Love demands more than that - and offers the potential for something better than that. Not that it's easy. It is a process of maintaining - alongside the work - faith and hope as well as love.
I think this homes in on my problem with utilitarianism, that it strips others of their individuality. The very thing about persons - and here I am including non-human animals - is that each one is not replaceable. When I lose my mother, I have lost the one person who was or could be my mother. Of course, another person could fill the role, as caretaker; of course, I could love another person as much or more. But in neither case would that mean that I had not lost Hazel Mary Clarke, with her occasional snobbery, frequent deep generosity and intense vulnerability; her volatility, her compassion, her story-telling and apple-pie-making; her fondness for matching handbags and shoes; her passion for coffee puffs; her difficulty in dealing with the emotions of others; her need for love and her need to love; her desire to be of use; her particular pose for a camera; her willingness to sing me to sleep; her ritual of rubbing her wedding ring around my face, smooth side to smooth skin, saying 'Bless these eyes, that do so much reading. Bless this mouth, that smiles so beautifully. Bless these pink cheeks with their rosy glow. Bless these lips and all the kind words that come from them.'
It is this intense and irreplaceable individuality, which great artists show in their work, that is to me the greatest (the real? the only?) value of life. We can see it in this night's sunset - never exactly the same as on another night, never to be repeated; in the character of a cat, who chirrups as he caresses my face with a paw, occasionally catching the skin with a not-entirely-retracted claw; in the view of a landscape shimmering with heat as today or dampened down by the drizzling rain and even in the gravel and broken glass littering a pavement. A gift of finitude; a gift of particuliarity and a gift of perspective granted by the willingness to look out on the world with love.
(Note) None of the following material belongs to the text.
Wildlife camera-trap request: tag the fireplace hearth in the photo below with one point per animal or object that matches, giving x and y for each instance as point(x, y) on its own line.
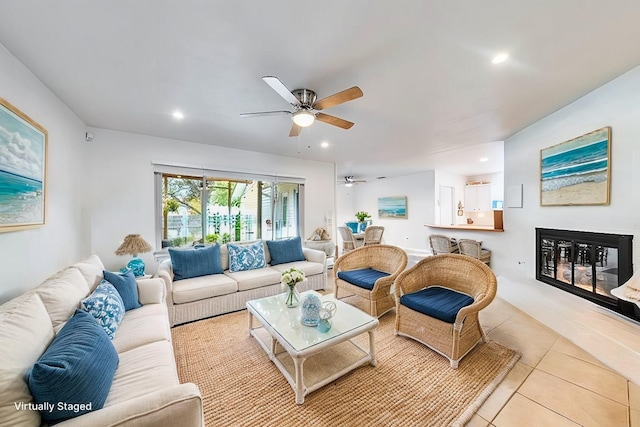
point(586, 264)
This is the fuel that keeps me going. Forcing myself to wear the love-lenses and then seeing something - a smile, a hare, the one tiny cloud in the blue-glare of sky - and that is enough to feed the faith, stoke the hope and keep, for today, the cynicism and despair at bay.
But the big question, the ethical question, is if we can expand some of the qualities of this love - not the completely generalised almost abstract caritas, but this love - for the individual, the particular, for, in Gerard Manley Hopkins' terms 'All things counter, original, spare, strange;' - outwards, so that we can experience the same acceptance for and generosity towards our fellow earthlings at large, the strangers and others, of other nations and other species who share this blue planet with us? Can we value them, as creatures with their own thoughts, beliefs, dreams, desires and preferences, not just as utiles in a utilitarian calculus or as 'others' who pose a threat?
I want to see a world rich in individuality and well-being (which demands political, economic and legal freedoms as well as habitats and homes and food), not just as a total of generalised and interchangeable lives.
Beautifully written. Inspiring. Challenging.